Do you know if ALL of your data is safe and accessible in case of a natural disaster or even something as simple as a power surge? As an information provider to the Debt Collection Industry, today The National List shares input on backups from two of our member firms, Roosen Varchetti & Oliver and Balekian Hayes, PLLC, and from our off-site backup and recovery firm, Vault 1440, LLC. If this information helps even one of our clients &/or members to save and recover valuable data, it will be time well-spent!
Richard Roosen of Roosen Varchetti & Olivier
“The history of our firm goes back to 1910. We believe you have to know where you’ve been so you know where you’re going. We are ‘wide awake’ when it comes to collections. We are a very proactive organization that believes in and practices crisis planning and disaster recovery.
- We back up our data every night and have off-site storage 20 miles away.
- We have two IT guys on our staff.
- We only buy from and use vendors that can give us back-up service and state-of-the-art technology.
- We have a fireproof file room, but the only paper we have fits in two 4-drawer file cabinets. Everything else is scanned.
- We have two Operational Managers—another form of backup. We are fully-staffed at all times, and our goal is to return calls and emails within two hours.
Carl J. Varchetti of Roosen Varchetti & Olivier
For us, a specific type of backup is kept as a snapshot or a single image of the system as of the particular time that it gets archived. The backups are as granular as is needed to capture file level changes. They are not a completely new creation every time. The backup software identifies all the files that have been accessed/changed and essentially only copies those files to the backup image.
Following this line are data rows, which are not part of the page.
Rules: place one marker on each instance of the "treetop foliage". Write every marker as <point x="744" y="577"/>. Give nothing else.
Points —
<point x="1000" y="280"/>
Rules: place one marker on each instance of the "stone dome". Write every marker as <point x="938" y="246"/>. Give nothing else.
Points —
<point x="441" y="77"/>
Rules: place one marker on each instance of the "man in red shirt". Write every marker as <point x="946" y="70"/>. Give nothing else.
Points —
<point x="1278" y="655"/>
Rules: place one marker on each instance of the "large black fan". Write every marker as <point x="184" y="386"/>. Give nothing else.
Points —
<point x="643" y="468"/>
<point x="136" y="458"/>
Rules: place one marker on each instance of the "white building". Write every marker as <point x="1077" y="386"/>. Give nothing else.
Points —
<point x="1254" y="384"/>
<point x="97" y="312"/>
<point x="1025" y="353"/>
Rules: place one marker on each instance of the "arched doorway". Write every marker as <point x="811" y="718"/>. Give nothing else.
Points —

For replication, we have a secondary hardware server that is always up and running and capable of being switched over to, in the event that there is a hardware failure. By using VMWare (hyper-v), we are able to host multiple servers from a single piece of hardware.
We currently use VEEAM for our backup and replication. It has a fairly simple-to-navigate user interface. We can restore a whole server or just look for specific files. The data is backed up and stored on a separate, secured, network-area storage device (NAS). These backups are also copied over to DVRs monthly for permanent, long-term storage. Copies of the DVRs are stored under lock and key in the office. Our servers are maintained in a data center that has multiple power and network connection redundancy options.
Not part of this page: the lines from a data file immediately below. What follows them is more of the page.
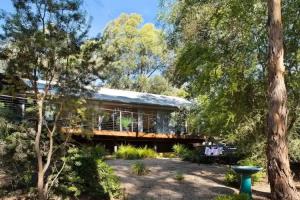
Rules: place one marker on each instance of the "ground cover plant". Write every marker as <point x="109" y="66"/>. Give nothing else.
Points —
<point x="86" y="174"/>
<point x="233" y="197"/>
<point x="139" y="168"/>
<point x="179" y="176"/>
<point x="130" y="152"/>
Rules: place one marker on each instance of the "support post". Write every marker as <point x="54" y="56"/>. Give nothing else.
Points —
<point x="131" y="121"/>
<point x="120" y="120"/>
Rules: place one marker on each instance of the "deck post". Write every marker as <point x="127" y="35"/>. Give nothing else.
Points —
<point x="113" y="115"/>
<point x="140" y="121"/>
<point x="23" y="110"/>
<point x="120" y="120"/>
<point x="131" y="121"/>
<point x="186" y="127"/>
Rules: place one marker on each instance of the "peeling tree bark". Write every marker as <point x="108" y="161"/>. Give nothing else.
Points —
<point x="279" y="174"/>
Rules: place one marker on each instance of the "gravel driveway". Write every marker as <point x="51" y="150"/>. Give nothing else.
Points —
<point x="200" y="181"/>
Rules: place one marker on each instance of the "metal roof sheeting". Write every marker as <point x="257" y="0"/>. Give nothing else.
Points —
<point x="130" y="97"/>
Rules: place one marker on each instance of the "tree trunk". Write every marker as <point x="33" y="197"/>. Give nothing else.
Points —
<point x="40" y="181"/>
<point x="279" y="174"/>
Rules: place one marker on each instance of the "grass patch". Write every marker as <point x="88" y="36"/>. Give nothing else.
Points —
<point x="139" y="168"/>
<point x="233" y="197"/>
<point x="131" y="153"/>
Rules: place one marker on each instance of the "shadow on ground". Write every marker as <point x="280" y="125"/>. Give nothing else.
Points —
<point x="200" y="181"/>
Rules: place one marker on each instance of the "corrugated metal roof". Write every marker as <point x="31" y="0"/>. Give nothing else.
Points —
<point x="130" y="97"/>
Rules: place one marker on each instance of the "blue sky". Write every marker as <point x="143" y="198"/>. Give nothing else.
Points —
<point x="103" y="11"/>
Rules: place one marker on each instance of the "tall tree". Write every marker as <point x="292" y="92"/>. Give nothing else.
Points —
<point x="281" y="182"/>
<point x="221" y="51"/>
<point x="42" y="44"/>
<point x="133" y="52"/>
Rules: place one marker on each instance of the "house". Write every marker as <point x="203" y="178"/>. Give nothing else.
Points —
<point x="126" y="117"/>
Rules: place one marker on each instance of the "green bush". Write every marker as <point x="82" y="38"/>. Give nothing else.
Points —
<point x="232" y="178"/>
<point x="233" y="197"/>
<point x="125" y="122"/>
<point x="86" y="174"/>
<point x="139" y="168"/>
<point x="131" y="153"/>
<point x="186" y="154"/>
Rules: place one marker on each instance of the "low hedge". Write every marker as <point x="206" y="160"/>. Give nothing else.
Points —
<point x="131" y="153"/>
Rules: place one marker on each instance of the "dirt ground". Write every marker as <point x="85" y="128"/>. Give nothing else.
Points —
<point x="201" y="181"/>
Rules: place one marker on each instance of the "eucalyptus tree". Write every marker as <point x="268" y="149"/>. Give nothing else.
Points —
<point x="222" y="49"/>
<point x="44" y="42"/>
<point x="279" y="173"/>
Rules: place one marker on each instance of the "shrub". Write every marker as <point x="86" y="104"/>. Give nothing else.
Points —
<point x="233" y="197"/>
<point x="232" y="178"/>
<point x="186" y="154"/>
<point x="139" y="168"/>
<point x="179" y="176"/>
<point x="131" y="153"/>
<point x="180" y="150"/>
<point x="86" y="174"/>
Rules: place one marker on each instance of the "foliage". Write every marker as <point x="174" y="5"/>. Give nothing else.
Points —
<point x="179" y="176"/>
<point x="43" y="45"/>
<point x="220" y="57"/>
<point x="134" y="50"/>
<point x="139" y="168"/>
<point x="130" y="152"/>
<point x="233" y="197"/>
<point x="17" y="158"/>
<point x="86" y="174"/>
<point x="134" y="55"/>
<point x="186" y="154"/>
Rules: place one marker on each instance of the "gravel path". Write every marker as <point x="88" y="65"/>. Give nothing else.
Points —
<point x="200" y="181"/>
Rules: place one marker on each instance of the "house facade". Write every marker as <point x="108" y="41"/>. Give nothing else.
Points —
<point x="125" y="117"/>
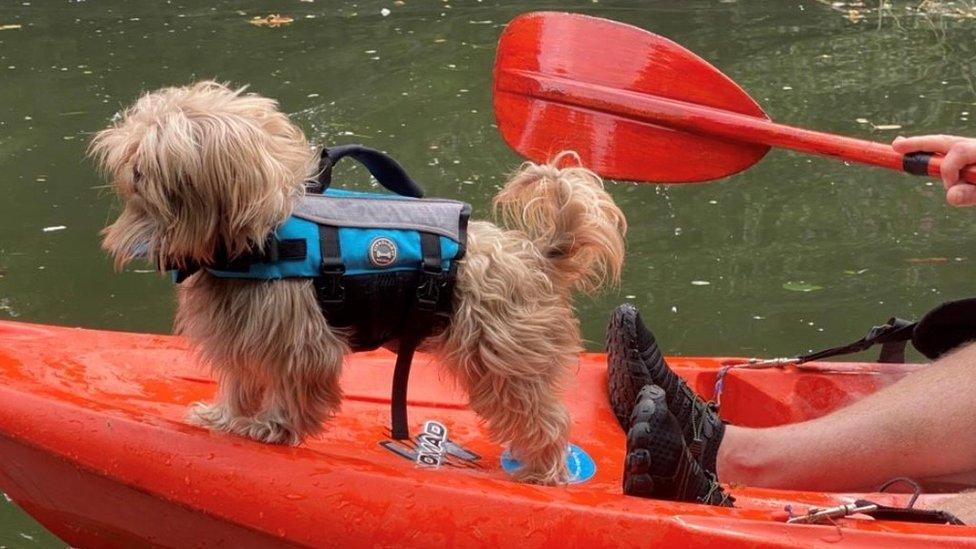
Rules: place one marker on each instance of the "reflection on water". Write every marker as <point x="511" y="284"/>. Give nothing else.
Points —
<point x="714" y="267"/>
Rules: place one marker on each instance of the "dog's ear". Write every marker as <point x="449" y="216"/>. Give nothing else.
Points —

Primarily we rely on third-party IT support for the setup and maintenance of the backup schedule. However, we do monitor and check the backups. We know how to access the data and test it with staff in-house. Our backup procedures are really client-driven. That means to some extent they are industry-driven. Without disclosing specific clients, I can say that banks, as we all know, are heavily regulated, and they require the same regulations be followed by their local counsel as they are expected to follow.
Given the increased complexity and reliance on IT systems these days, it is best to make sure that you have more than a single backup plan, and also written plans documenting secondary and tertiary strategies. As the size of the company grows, the reliance on IT systems also grows exponentially, and every minute of downtime carries a greater loss. It is important to know and monetize how much downtime costs, and to employ an appropriate number of back-up strategies to balance the cost of backups vs. the cost of extended downtime or even complete data loss.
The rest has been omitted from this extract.